Question

Four nuclei of an element undergo fusion to form a heavier nucleus, with a release of energy. Which of the two – the parent or the daughter nucleus – would have higher binding energy per nucleon?

Answer 1

We know that the binding energy per nucleon of a nucleus is directly proportional to the nucleus’s stability since the greater the value of mass defect, the greater the value of binding energy per nucleon. So, the more stable nucleus will have a higher binding energy per nucleon.

Complete answer:
When four nuclei of an atom fuse with each other to form a heavier nucleus, along with the emission of energy, the sum of the parent nuclei’s individual masses are greater than the mass of the daughter nucleus. This difference in the mass of the nuclei is referred to as the mass defect.
Now, we know, the binding energy per nucleon is directly proportional to the mass defect. The mass defect multiplied by the square of the speed of light is known as the binding energy of the daughter nucleus.
So, we must provide energy from outside, equal to the binding energy, to split the daughter nucleus into the parent nuclei.
Here in the given problem, the bigger nuclei are more stable than the four fused parent nuclei.
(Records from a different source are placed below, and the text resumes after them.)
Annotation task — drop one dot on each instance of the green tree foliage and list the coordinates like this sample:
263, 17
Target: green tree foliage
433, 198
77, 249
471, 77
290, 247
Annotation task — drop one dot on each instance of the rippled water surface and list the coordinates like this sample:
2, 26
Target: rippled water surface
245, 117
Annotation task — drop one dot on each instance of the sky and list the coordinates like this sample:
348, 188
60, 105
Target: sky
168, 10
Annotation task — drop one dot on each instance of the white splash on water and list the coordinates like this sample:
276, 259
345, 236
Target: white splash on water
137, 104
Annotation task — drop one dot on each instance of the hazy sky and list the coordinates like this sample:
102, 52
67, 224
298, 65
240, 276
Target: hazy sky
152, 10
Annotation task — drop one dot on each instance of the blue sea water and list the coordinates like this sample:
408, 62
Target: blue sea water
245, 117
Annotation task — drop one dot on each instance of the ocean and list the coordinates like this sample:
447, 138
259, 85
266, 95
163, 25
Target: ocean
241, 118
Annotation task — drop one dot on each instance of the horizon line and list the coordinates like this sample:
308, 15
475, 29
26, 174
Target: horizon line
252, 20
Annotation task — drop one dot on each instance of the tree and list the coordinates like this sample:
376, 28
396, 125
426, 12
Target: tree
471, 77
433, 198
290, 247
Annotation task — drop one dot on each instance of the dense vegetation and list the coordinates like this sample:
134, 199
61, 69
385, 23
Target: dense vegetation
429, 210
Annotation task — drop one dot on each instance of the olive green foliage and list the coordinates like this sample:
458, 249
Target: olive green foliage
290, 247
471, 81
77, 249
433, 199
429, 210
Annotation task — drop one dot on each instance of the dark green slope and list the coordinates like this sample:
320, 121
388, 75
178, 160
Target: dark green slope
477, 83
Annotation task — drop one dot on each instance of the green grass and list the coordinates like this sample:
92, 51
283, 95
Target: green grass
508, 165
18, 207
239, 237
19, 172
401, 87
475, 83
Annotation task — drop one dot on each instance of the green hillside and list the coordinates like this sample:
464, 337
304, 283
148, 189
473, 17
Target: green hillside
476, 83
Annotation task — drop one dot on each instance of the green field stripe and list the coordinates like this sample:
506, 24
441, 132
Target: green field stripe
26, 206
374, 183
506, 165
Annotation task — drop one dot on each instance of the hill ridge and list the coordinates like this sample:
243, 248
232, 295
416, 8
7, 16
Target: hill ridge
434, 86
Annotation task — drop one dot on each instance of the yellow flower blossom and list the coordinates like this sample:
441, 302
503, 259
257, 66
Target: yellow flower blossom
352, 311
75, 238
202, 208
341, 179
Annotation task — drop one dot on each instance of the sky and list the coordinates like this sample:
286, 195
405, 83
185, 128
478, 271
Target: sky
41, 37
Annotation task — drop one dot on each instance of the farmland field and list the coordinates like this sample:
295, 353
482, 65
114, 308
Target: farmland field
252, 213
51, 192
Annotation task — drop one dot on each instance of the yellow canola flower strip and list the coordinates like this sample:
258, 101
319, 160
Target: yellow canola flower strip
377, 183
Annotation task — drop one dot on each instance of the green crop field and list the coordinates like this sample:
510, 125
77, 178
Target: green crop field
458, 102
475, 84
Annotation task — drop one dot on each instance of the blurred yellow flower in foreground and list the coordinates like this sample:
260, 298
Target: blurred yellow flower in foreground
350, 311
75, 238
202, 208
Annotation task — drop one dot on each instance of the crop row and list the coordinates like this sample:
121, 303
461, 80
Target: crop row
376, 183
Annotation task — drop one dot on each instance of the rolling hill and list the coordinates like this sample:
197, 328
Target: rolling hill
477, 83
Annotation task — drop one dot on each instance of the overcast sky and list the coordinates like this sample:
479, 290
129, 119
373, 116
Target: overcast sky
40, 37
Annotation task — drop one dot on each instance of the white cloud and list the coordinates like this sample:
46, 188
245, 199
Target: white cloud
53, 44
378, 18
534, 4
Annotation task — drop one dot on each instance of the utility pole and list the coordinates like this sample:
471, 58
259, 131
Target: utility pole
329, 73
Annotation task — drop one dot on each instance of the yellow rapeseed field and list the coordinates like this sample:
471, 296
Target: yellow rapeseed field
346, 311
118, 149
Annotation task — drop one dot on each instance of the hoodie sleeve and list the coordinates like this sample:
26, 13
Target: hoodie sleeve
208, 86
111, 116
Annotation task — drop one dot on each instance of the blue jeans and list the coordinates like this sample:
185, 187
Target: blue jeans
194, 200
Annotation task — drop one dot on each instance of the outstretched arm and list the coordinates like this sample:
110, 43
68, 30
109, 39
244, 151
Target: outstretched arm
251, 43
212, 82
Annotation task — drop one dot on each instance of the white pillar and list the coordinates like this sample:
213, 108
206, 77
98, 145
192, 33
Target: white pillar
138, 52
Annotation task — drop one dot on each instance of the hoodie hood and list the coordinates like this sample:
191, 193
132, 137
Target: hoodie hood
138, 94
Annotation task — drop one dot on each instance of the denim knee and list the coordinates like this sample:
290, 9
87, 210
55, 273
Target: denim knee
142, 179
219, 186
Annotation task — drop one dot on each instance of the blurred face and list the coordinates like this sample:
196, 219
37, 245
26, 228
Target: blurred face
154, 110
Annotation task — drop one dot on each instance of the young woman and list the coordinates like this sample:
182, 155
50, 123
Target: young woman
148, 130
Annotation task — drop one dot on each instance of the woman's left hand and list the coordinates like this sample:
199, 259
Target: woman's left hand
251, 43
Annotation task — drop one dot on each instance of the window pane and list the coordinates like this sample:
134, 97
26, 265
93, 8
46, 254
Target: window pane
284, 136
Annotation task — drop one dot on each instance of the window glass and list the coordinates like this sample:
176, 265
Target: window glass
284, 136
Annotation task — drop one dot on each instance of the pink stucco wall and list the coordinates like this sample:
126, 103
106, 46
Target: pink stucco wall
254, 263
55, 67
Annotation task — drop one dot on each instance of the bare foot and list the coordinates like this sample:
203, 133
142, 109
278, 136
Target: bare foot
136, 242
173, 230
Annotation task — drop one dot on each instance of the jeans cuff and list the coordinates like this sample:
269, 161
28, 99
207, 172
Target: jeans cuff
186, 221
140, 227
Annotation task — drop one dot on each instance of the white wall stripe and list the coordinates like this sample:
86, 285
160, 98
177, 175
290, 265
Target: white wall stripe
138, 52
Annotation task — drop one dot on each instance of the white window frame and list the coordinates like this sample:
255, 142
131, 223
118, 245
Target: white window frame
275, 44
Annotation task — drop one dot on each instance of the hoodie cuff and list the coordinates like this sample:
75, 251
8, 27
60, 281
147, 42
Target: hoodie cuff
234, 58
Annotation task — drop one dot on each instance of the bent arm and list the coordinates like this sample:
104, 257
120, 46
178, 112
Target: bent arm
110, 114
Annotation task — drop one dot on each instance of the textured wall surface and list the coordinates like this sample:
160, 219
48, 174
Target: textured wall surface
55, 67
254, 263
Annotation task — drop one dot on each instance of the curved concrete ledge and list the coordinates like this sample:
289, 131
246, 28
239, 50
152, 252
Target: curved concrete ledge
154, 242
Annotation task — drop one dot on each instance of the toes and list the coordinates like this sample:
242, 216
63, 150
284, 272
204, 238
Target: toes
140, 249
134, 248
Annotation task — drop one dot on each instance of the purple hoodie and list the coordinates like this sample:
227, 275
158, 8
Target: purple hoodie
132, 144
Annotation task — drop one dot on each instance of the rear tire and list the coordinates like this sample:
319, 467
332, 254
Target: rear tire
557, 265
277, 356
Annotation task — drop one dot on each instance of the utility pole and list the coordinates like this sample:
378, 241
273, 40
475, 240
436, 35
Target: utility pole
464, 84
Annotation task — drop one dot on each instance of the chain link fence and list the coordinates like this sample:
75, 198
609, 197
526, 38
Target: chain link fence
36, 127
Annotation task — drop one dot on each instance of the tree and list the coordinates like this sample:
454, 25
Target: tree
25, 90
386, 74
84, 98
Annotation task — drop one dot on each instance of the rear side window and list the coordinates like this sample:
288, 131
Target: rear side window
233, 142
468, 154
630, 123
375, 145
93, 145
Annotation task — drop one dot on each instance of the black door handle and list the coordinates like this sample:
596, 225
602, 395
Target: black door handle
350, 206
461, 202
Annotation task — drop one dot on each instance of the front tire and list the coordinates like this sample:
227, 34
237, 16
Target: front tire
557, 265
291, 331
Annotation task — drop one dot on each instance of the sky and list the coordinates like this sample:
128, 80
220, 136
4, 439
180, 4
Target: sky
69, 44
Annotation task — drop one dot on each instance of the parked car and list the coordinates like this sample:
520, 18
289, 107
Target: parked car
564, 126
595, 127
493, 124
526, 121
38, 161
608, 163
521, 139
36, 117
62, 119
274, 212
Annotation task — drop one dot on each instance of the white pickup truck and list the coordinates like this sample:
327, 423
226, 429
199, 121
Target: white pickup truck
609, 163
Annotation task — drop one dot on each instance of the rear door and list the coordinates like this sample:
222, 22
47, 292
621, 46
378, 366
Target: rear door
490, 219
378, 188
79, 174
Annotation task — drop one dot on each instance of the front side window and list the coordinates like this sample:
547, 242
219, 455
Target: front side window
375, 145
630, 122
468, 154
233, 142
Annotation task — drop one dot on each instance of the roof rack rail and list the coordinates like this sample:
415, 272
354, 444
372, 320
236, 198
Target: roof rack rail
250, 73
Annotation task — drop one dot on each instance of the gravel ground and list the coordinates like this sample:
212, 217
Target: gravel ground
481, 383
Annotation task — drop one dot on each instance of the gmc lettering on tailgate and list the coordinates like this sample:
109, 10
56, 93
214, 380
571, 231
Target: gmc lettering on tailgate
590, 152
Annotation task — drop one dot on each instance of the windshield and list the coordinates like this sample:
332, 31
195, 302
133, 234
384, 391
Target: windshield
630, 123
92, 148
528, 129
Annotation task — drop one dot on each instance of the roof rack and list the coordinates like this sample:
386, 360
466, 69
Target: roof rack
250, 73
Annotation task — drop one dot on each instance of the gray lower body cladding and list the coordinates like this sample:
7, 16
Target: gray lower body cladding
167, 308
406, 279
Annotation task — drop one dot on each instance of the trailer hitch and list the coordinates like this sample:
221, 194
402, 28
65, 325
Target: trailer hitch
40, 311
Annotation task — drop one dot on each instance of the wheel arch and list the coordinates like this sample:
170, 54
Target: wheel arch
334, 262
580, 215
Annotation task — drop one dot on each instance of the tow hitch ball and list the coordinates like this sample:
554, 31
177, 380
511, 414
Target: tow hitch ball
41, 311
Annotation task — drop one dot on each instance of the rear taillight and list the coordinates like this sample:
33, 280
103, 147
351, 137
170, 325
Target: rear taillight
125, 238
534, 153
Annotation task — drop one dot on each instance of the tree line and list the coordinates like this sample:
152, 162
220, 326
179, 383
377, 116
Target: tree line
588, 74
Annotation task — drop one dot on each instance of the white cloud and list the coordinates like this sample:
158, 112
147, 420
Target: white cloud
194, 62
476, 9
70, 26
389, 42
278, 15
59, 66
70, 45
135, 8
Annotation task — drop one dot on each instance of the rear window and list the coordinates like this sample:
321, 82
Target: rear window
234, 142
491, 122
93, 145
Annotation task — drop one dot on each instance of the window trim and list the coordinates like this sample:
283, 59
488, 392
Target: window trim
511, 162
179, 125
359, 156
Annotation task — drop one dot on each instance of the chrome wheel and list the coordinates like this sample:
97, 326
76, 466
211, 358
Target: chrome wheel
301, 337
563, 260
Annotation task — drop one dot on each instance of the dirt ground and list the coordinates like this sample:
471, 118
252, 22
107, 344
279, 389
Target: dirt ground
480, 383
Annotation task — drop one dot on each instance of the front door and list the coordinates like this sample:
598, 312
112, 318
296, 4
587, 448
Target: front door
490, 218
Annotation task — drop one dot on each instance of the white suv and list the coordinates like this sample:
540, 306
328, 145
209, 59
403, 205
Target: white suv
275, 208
Consequently, the binding energy per nucleon of the bigger daughter nucleus will be higher than the binding energy per nucleon of the four lighter parent nuclei.

Additional information:
When each nucleon acquires an average binding energy of $8MeV$ , the nucleus becomes most stable.

Note: The stability of the nucleus can be compared with a liquid drop. A large liquid drop tends to break up into smaller drops, whereas a large number of small drops tend to join to form a large drop. Similarly, a large nucleus (like ${U^{238}}$ ) and small nucleus (like ${H^2}$ ) both are unstable.